Seeing that dramatic poetry was concerned and that it was therefore necessary to imitate speech in song (and surely no one ever spoke in song), I judged that the ancient Greeks and Romans (who in the opinion of many sang their tragedies throughout in representing them upon the stage) had used a harmony surpassing that of ordinary speech but falling so far below the melody of song as to take an intermediate form. And this is why we find their poems admitting the iambic verse, a form less elevated than the hexameter but said to be advanced beyond the confines of familiar conversation. For this reason, discarding every other manner of singing hitherto heard, I devoted myself wholly to seeking out the kind of imitation necessary for these poems. And I considered that the kind of speech that the ancients assigned to singing and that they called "diastematica" (that is sustained or suspended) could in part be hastened and made to take an intermediate course, lying between the slow and suspended movements of song and the swift and rapid movements of speech, and that it could be adapted to my purpose (as they adapted it in reading poems and heroic verses) and made to approach that other kind of speech which they called "continuata," a thing our moderns have already accomplished in their compositions, although perhaps for another purpose.

I knew likewise that in our speech some words are so intoned that harmony can be based upon them and that in the course of speaking it passes through many others that are not so intoned until it returns to another that will bear a progression to a fresh consonance.

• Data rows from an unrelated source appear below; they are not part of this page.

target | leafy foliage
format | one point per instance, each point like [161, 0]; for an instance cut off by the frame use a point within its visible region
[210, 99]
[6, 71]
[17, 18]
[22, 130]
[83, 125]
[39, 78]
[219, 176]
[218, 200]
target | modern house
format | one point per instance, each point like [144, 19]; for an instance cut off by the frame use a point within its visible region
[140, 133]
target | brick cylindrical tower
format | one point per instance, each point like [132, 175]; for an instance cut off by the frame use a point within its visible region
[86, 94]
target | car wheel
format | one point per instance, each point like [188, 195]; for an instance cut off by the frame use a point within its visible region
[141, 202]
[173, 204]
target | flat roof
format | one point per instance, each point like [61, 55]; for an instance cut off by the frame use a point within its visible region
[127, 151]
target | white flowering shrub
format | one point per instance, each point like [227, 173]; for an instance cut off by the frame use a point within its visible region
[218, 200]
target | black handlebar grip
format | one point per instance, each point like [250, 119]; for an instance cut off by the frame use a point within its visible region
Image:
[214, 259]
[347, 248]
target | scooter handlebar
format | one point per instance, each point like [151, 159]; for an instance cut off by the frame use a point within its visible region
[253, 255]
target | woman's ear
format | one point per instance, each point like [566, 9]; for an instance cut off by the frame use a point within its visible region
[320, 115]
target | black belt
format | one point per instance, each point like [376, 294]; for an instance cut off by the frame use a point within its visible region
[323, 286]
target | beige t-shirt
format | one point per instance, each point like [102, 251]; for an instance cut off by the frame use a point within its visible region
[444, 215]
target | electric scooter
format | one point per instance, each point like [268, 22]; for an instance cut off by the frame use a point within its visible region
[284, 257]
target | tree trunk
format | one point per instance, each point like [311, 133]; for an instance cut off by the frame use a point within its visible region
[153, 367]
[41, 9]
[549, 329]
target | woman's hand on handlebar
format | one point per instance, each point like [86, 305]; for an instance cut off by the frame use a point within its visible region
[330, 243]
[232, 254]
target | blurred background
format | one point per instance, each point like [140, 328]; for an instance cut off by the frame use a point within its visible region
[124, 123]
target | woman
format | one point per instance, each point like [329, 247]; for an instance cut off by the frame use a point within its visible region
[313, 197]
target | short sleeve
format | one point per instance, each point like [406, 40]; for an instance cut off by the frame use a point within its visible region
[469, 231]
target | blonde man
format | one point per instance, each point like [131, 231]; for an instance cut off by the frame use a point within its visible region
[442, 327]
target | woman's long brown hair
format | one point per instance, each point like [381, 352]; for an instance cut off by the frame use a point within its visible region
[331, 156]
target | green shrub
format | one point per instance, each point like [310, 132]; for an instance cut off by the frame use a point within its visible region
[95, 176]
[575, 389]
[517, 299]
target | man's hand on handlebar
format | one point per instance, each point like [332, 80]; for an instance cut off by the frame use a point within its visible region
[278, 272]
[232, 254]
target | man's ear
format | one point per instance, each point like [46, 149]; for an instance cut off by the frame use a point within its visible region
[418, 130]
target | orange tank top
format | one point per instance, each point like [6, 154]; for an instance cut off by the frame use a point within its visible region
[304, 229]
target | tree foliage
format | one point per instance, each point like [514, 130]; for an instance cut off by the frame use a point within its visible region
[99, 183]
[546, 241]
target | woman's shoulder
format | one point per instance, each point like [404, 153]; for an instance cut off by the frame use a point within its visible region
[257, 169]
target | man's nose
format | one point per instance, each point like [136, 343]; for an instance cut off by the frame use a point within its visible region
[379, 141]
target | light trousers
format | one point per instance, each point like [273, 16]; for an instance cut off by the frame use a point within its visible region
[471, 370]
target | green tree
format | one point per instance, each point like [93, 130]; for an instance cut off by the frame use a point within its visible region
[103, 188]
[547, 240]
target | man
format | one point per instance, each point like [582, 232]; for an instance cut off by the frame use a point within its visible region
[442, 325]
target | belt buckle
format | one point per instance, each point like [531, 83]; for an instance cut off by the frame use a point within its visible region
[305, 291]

And having in mind those inflections and accents that serve us in our grief, in our joy, and in similar states, I caused the bass to move in time to these, either more or less, following the passions, and I held it firm throughout the false and true proportions [consonances and dissonances] until, running through various notes, the voice of the speaker came to a word that, being intoned in familiar speech, opened the way to a fresh harmony. And this not only in order that the flow of the discourse might not distress the ear (as though stumbling among the repeated notes that it encountered because of the rapid succession of the consonances) and in order that it might not seem in a way to dance to the movement of the bass (especially where the subject was sad or grave, more cheerful subjects naturally calling for more rapid movements), but also because the use of false proportions would either diminish or offset whatever advantage it brought us, because of the necessity of intoning every note, which the ancient music may perhaps have had less need of doing.

And therefore, just as I should not venture to affirm that this is the manner of singing used in the fables of the Greeks and Romans, so I have come to believe that it is the only one our music can give us to be adapted to our speech.

from Oliver Strunk, Source Readings in Music History (New York, 1950) 374 - 375.